This type of security, which derives its value from an underlying asset, is called derivative security. The value of this security is determined by the value of the backing asset. Derivative securities primarily serve as tools for risk management, providing means to manage risks arising from price fluctuations.
These securities assist in decomposing risk into several components, including risks arising from interest rates, credit rates, and exchange rates, among others. Various types of derivative securities are available in India. For instance, the forex market utilises a type of derivative known as forwards.
Derivatives are financial instruments that derive their value from one or more underlying financial assets. The underlying instrument could be a financial security, a securities index, or some combination of securities and indexes. These financial instruments do not have intrinsic value.

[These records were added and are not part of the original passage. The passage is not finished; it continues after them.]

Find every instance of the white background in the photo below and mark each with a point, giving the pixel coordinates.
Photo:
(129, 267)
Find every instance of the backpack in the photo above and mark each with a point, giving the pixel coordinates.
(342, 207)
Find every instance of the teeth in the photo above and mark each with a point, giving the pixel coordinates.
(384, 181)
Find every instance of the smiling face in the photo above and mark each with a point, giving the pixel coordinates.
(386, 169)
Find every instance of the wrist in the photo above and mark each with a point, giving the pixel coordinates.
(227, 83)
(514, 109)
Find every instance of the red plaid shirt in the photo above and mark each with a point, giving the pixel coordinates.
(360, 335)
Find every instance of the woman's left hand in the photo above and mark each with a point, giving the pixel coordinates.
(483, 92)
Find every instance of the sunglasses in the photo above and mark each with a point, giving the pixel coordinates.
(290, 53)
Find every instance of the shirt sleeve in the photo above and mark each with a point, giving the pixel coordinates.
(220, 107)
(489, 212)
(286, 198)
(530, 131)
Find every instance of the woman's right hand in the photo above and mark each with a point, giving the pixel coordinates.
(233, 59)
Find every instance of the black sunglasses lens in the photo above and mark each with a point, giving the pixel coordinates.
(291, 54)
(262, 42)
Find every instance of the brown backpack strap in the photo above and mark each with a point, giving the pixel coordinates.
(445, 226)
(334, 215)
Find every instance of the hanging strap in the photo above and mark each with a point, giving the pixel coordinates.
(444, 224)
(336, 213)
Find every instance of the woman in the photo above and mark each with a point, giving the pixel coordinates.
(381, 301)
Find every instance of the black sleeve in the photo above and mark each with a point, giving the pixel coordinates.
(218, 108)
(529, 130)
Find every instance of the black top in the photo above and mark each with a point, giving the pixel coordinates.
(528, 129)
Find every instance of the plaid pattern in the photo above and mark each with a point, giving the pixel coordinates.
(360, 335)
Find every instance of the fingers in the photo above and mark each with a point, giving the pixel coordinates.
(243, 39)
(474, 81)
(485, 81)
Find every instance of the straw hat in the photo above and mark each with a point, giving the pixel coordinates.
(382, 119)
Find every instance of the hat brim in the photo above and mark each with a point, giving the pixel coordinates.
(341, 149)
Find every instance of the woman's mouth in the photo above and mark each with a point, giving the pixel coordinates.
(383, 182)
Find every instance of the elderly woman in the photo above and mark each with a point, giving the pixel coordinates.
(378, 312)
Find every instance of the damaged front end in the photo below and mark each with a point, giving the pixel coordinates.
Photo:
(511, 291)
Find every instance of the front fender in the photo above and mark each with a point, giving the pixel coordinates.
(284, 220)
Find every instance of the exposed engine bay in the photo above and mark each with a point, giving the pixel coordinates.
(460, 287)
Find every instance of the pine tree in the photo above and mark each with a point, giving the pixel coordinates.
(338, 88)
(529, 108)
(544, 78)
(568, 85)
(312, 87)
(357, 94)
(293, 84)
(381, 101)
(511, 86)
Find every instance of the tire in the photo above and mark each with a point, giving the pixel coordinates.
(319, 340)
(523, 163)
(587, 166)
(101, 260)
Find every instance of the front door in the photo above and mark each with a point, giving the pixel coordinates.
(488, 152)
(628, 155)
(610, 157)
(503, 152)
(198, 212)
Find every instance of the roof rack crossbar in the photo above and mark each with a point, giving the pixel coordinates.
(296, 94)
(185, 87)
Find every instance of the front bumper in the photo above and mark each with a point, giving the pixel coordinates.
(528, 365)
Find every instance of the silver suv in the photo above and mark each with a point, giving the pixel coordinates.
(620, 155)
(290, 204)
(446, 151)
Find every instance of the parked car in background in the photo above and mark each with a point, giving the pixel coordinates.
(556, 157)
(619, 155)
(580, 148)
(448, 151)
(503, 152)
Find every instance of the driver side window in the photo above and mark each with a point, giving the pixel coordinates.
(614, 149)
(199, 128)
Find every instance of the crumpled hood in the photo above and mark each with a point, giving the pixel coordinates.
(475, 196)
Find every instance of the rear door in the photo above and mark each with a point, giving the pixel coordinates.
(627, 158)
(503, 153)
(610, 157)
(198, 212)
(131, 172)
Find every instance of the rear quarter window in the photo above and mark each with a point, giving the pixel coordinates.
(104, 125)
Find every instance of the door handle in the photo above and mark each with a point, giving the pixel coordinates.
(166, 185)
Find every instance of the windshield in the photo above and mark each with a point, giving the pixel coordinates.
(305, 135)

They offer a hedge against the risk of owning assets that are subject to unexpected price fluctuations, such as foreign currencies, stocks, and government bonds.
Butter, for instance, is a simple example of a derivative – it derives its value from milk. The price of butter depends on the price of milk, which in turn is dependent on the demand and supply of milk.
In the Indian context, the Securities Contracts (Regulation) Act 1956 defines a “derivative” as:
- A security derived from a debt instrument, share, loan (whether secured or unsecured), risk instrument or contract for differences, or any other form of security.
- A contract that derives its value from the prices or index of prices of underlying securities.
Therefore, derivatives are specialized contracts to facilitate temporary for hedging, which is protection against losses resulting from unforeseen price or volatility changes. Thus, derivatives are an essential tool in risk management.